The ECOreport recently published an excellent story on the rise, fall and rise again of PACE programs. Property-assessed-clean-energy or PACE got it’s start in Berkeley, California when the then mayor’s Chief of Staff, Cisco DeVries, put the pieces together for the idea in 2007.
PACE is a special tax assessment to help finance solar or other clean energy improvements at homes. Rather than require the homeowners to finance the project upfront, municipalities will fund the projects through bonds created. The loans are then paid back in the form of an additional property tax assessment. PACE financing programs require the cooperation of local governments that assess property taxes.
In 2010, at the peak of the housing crisis, Fannie Mae and Freddie Mac put the programs to a halt by discouraging local governments from implementing them out of fear that they may aversely affect an already unstable mortgage system. This was despite the fact that PACE, like any other property assessment placed by a local government take precedence over any private debt.

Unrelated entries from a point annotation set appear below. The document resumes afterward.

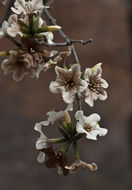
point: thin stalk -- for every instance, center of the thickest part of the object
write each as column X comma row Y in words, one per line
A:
column 14, row 41
column 58, row 140
column 66, row 146
column 75, row 150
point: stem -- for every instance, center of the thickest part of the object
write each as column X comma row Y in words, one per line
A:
column 62, row 34
column 78, row 98
column 41, row 42
column 58, row 140
column 4, row 53
column 75, row 150
column 8, row 12
column 66, row 146
column 14, row 41
column 79, row 136
column 68, row 41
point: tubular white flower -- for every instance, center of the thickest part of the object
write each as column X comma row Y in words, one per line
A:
column 41, row 143
column 14, row 27
column 3, row 30
column 89, row 125
column 49, row 36
column 56, row 116
column 68, row 82
column 96, row 85
column 29, row 7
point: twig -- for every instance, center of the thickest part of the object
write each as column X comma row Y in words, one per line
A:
column 70, row 42
column 78, row 98
column 4, row 2
column 8, row 12
column 41, row 42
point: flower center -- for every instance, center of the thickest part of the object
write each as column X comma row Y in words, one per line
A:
column 69, row 83
column 95, row 87
column 88, row 128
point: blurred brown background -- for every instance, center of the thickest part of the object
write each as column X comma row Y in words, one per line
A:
column 24, row 103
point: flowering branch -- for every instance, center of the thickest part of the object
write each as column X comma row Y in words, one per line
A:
column 29, row 32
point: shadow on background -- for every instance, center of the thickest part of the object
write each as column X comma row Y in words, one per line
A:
column 24, row 103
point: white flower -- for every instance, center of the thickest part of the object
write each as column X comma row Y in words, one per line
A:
column 14, row 27
column 80, row 164
column 56, row 116
column 89, row 125
column 68, row 82
column 42, row 143
column 3, row 30
column 29, row 7
column 96, row 85
column 49, row 36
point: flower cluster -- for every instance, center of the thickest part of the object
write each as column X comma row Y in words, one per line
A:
column 28, row 31
column 25, row 28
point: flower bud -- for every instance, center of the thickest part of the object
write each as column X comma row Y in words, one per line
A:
column 99, row 64
column 67, row 118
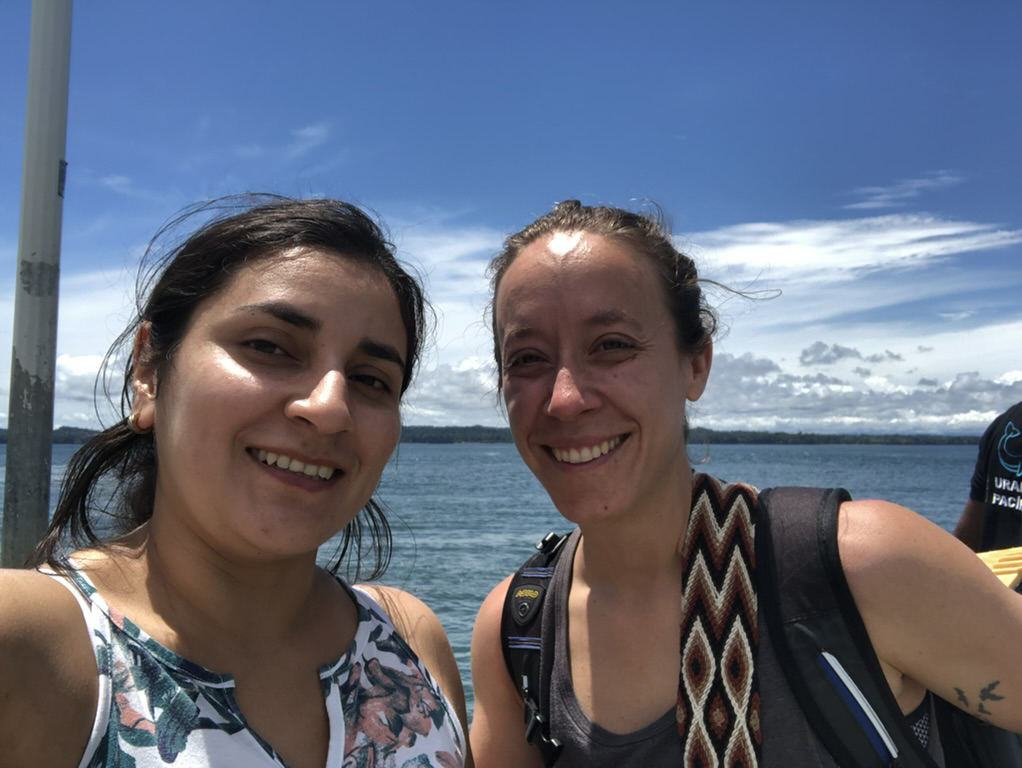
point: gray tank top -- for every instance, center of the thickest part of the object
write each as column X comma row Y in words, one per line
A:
column 788, row 738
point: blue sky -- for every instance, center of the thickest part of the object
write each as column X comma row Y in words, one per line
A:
column 854, row 168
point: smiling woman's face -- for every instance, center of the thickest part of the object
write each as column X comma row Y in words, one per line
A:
column 280, row 409
column 593, row 378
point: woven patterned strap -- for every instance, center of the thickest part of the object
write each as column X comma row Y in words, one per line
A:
column 717, row 693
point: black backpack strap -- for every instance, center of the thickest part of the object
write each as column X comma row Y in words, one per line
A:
column 528, row 652
column 819, row 636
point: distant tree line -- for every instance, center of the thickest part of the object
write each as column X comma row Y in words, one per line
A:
column 76, row 436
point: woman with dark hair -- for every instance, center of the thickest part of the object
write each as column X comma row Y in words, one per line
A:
column 659, row 652
column 262, row 400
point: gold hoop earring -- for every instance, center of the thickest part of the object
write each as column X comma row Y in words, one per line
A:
column 133, row 423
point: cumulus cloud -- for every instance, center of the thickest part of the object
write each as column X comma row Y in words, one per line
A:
column 852, row 340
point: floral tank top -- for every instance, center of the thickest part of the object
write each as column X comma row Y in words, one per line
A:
column 155, row 708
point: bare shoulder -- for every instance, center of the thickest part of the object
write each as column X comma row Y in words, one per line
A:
column 48, row 679
column 413, row 619
column 936, row 616
column 423, row 632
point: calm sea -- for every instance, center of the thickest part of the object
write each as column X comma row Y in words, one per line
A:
column 464, row 515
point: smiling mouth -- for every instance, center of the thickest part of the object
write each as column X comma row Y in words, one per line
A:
column 582, row 455
column 294, row 465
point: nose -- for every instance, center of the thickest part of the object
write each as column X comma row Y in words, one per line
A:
column 567, row 398
column 324, row 405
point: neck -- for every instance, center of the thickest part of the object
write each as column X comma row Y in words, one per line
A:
column 206, row 606
column 636, row 553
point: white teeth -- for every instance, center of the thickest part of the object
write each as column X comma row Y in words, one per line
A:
column 295, row 465
column 576, row 456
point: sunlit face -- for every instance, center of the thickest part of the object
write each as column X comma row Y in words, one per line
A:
column 594, row 382
column 279, row 410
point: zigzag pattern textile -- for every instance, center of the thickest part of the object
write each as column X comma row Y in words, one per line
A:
column 717, row 693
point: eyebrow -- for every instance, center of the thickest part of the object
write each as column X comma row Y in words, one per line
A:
column 289, row 314
column 600, row 318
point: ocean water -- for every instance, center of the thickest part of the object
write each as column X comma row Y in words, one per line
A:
column 464, row 515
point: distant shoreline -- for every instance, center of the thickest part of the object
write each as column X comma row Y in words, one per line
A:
column 449, row 435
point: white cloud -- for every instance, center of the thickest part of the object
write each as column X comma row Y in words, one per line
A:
column 902, row 191
column 307, row 138
column 864, row 334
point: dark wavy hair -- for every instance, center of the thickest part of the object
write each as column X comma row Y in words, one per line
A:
column 109, row 484
column 647, row 233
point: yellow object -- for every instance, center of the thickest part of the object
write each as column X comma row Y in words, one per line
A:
column 1006, row 565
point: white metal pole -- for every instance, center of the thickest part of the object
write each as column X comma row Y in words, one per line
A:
column 30, row 424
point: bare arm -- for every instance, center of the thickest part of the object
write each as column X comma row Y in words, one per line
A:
column 970, row 524
column 424, row 633
column 498, row 727
column 936, row 616
column 48, row 678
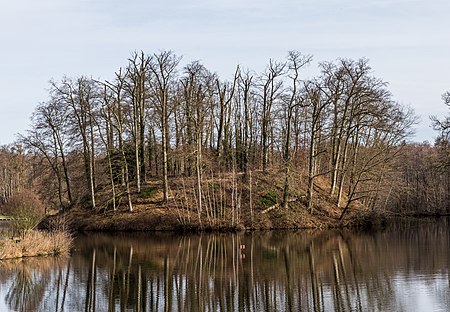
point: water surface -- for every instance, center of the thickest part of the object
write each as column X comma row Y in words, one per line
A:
column 403, row 268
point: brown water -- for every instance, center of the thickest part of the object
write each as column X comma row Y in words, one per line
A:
column 403, row 268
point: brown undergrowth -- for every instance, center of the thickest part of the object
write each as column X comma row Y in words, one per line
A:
column 230, row 202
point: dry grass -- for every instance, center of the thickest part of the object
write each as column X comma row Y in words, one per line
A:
column 36, row 243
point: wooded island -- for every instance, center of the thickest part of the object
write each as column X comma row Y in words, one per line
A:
column 171, row 146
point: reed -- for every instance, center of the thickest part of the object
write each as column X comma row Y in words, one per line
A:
column 35, row 243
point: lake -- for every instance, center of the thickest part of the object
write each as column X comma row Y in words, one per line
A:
column 402, row 268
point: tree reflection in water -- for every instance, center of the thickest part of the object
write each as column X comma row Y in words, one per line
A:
column 398, row 269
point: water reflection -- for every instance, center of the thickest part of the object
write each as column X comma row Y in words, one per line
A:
column 401, row 269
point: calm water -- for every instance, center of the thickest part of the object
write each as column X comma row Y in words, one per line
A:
column 404, row 268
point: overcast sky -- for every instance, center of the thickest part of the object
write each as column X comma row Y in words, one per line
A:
column 406, row 41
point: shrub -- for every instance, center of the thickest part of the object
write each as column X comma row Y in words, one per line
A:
column 27, row 210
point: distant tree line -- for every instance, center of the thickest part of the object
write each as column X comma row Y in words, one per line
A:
column 160, row 120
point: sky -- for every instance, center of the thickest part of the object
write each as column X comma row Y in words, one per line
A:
column 406, row 41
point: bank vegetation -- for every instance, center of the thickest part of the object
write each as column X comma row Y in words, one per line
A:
column 277, row 148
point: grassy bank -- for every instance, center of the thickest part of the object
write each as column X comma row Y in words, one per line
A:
column 35, row 243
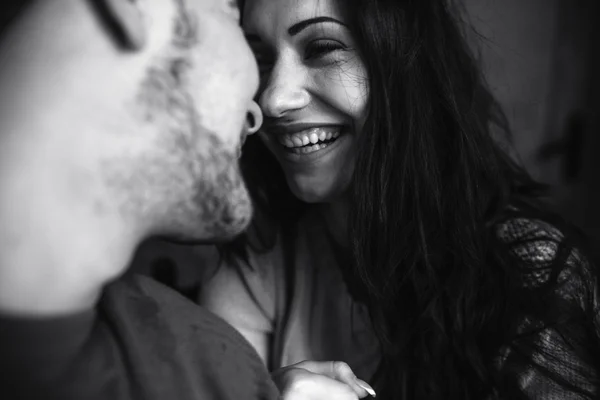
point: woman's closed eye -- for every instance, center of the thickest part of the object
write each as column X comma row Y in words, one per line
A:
column 319, row 49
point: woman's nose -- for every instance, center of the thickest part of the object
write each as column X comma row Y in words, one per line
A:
column 254, row 118
column 284, row 92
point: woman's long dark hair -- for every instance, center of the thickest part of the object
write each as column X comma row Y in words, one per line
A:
column 430, row 184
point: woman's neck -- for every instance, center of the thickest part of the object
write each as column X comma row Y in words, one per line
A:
column 336, row 215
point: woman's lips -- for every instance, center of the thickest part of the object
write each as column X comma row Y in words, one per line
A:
column 309, row 137
column 320, row 140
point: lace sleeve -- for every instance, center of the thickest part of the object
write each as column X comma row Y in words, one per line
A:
column 556, row 351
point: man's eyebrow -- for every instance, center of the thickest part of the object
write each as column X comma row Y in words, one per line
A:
column 300, row 26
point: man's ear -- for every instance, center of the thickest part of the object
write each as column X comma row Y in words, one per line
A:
column 125, row 19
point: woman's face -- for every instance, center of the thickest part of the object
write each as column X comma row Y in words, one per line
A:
column 313, row 92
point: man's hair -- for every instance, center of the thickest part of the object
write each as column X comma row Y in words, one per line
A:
column 10, row 10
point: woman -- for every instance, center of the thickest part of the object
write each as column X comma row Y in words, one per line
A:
column 392, row 231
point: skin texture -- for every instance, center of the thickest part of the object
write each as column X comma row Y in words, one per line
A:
column 315, row 76
column 107, row 139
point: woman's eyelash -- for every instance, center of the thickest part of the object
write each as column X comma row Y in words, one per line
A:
column 322, row 47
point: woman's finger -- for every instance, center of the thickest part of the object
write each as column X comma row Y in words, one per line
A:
column 339, row 371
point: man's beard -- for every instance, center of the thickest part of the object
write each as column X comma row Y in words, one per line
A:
column 193, row 177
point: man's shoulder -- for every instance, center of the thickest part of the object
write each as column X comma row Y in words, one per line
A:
column 164, row 333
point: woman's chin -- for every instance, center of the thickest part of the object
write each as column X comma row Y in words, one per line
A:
column 314, row 193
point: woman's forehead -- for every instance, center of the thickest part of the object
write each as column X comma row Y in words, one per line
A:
column 257, row 13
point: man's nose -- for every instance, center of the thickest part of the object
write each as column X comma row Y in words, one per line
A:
column 285, row 91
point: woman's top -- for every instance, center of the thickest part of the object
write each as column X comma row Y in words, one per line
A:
column 296, row 297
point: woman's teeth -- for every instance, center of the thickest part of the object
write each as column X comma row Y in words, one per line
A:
column 310, row 140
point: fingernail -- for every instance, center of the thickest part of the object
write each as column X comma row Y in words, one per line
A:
column 366, row 386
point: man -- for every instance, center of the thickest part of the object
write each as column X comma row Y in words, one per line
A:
column 119, row 119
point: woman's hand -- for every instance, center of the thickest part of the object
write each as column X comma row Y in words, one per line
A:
column 320, row 380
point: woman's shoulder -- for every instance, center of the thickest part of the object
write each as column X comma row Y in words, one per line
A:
column 548, row 254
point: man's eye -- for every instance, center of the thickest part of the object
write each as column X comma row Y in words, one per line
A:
column 320, row 48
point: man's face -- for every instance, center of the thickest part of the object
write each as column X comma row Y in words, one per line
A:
column 196, row 95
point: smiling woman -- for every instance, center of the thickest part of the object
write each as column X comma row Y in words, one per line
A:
column 392, row 232
column 314, row 93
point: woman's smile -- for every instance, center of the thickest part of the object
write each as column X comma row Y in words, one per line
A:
column 307, row 145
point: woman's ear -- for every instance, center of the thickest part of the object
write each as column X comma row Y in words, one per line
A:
column 126, row 19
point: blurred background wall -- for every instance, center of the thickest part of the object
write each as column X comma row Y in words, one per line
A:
column 541, row 60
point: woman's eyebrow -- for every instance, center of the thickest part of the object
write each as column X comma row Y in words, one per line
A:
column 299, row 27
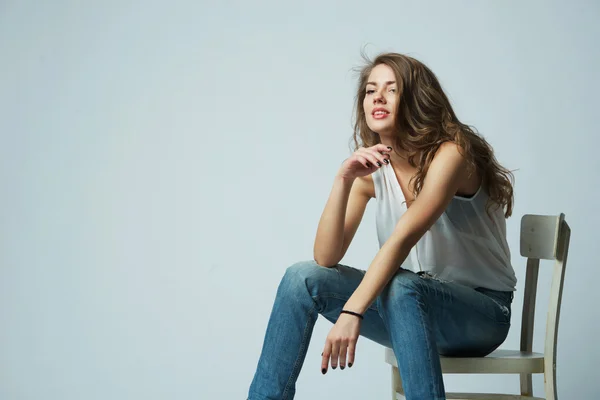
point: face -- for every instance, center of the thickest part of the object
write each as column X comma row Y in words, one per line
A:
column 381, row 100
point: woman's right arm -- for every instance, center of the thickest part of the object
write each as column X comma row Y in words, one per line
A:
column 340, row 219
column 352, row 189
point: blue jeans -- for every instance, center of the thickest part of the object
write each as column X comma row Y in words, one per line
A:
column 417, row 315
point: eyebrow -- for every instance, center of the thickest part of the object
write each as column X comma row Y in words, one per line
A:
column 387, row 83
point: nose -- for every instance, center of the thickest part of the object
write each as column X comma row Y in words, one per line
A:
column 378, row 97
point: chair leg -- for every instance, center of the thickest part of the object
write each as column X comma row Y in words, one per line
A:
column 526, row 385
column 550, row 384
column 397, row 388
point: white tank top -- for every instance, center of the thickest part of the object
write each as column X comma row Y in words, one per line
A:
column 464, row 245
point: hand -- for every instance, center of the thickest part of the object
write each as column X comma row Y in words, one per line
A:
column 365, row 161
column 340, row 344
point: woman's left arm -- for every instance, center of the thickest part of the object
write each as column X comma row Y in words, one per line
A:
column 448, row 170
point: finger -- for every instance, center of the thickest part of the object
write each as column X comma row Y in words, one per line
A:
column 371, row 157
column 325, row 358
column 365, row 162
column 382, row 157
column 351, row 352
column 382, row 148
column 343, row 350
column 335, row 353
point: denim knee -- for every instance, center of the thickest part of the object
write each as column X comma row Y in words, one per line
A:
column 304, row 276
column 404, row 285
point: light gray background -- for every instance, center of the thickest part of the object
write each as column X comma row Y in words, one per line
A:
column 162, row 163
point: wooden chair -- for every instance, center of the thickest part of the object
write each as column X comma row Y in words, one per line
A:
column 542, row 237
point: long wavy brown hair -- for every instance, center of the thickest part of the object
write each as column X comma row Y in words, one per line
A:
column 424, row 121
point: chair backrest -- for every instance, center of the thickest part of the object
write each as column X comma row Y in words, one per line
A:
column 543, row 237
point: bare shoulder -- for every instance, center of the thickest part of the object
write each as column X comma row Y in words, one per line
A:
column 450, row 152
column 365, row 186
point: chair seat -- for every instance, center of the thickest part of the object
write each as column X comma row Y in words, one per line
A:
column 488, row 396
column 497, row 362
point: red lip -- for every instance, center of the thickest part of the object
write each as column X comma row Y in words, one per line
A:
column 379, row 109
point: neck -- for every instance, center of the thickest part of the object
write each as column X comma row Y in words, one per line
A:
column 398, row 157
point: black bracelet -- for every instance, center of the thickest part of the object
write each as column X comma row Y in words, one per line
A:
column 352, row 313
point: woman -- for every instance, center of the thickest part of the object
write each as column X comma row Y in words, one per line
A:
column 442, row 281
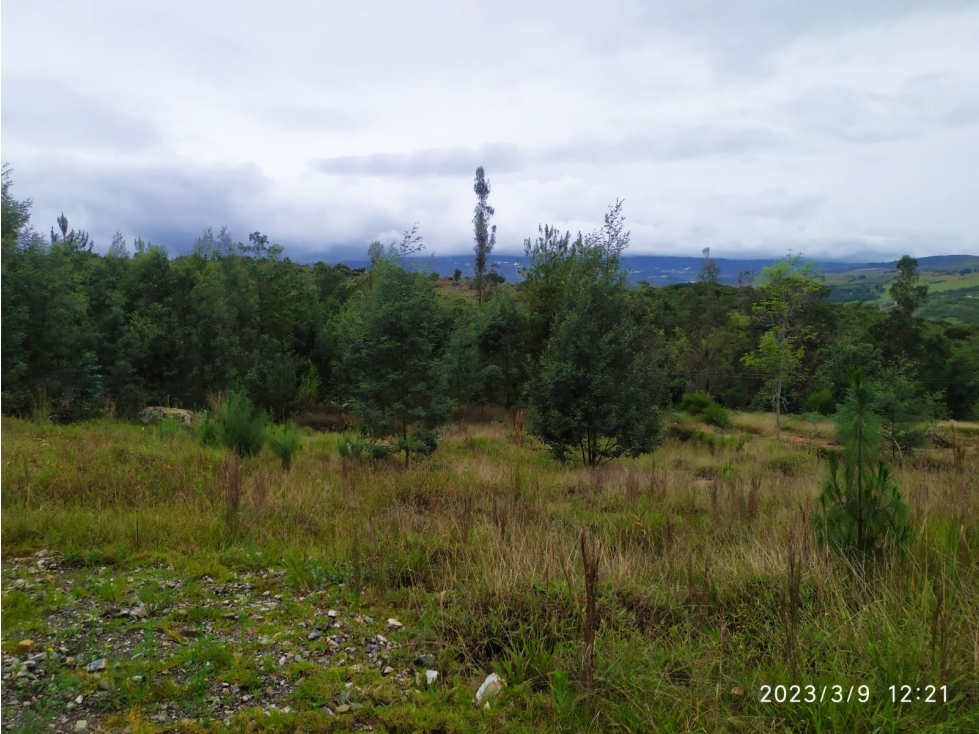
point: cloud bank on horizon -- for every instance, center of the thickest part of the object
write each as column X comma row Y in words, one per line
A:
column 838, row 129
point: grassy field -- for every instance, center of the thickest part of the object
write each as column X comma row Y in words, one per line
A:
column 873, row 286
column 314, row 600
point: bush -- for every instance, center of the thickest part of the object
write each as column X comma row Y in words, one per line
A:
column 822, row 402
column 695, row 403
column 242, row 427
column 360, row 449
column 715, row 415
column 734, row 399
column 284, row 443
column 207, row 431
column 169, row 429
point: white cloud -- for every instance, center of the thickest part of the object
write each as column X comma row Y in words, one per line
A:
column 834, row 128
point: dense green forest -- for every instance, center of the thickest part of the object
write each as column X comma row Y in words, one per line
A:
column 86, row 334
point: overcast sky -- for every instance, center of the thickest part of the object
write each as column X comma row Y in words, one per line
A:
column 838, row 128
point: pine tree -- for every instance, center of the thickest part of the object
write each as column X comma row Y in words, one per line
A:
column 485, row 235
column 862, row 507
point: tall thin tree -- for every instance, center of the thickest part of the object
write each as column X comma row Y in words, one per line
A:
column 485, row 235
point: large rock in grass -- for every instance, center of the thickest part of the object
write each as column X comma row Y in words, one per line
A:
column 158, row 414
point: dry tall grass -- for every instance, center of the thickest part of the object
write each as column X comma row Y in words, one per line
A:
column 709, row 573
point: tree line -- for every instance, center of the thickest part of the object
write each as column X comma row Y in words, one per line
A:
column 595, row 362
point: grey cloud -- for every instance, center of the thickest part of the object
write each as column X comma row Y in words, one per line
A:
column 963, row 116
column 502, row 157
column 314, row 119
column 47, row 112
column 167, row 205
column 783, row 208
column 672, row 145
column 506, row 158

Meanwhile, DeVries kept plugging away, providing commercial PACE programs until the California housing market eventually recovered and Governor Jerry Brown was able to establish a fund to cover the mortgage lenders from potential losses.
Last year, DeVries’ company, Renewable Funding, relaunched the residential PACE program in 17 counties and 142 cities in California. Soon they’ll be able to accommodate every municipality in California.
According to DeVries, Florida is probably the next state with the insurance funds available to implement residential PACE programs again!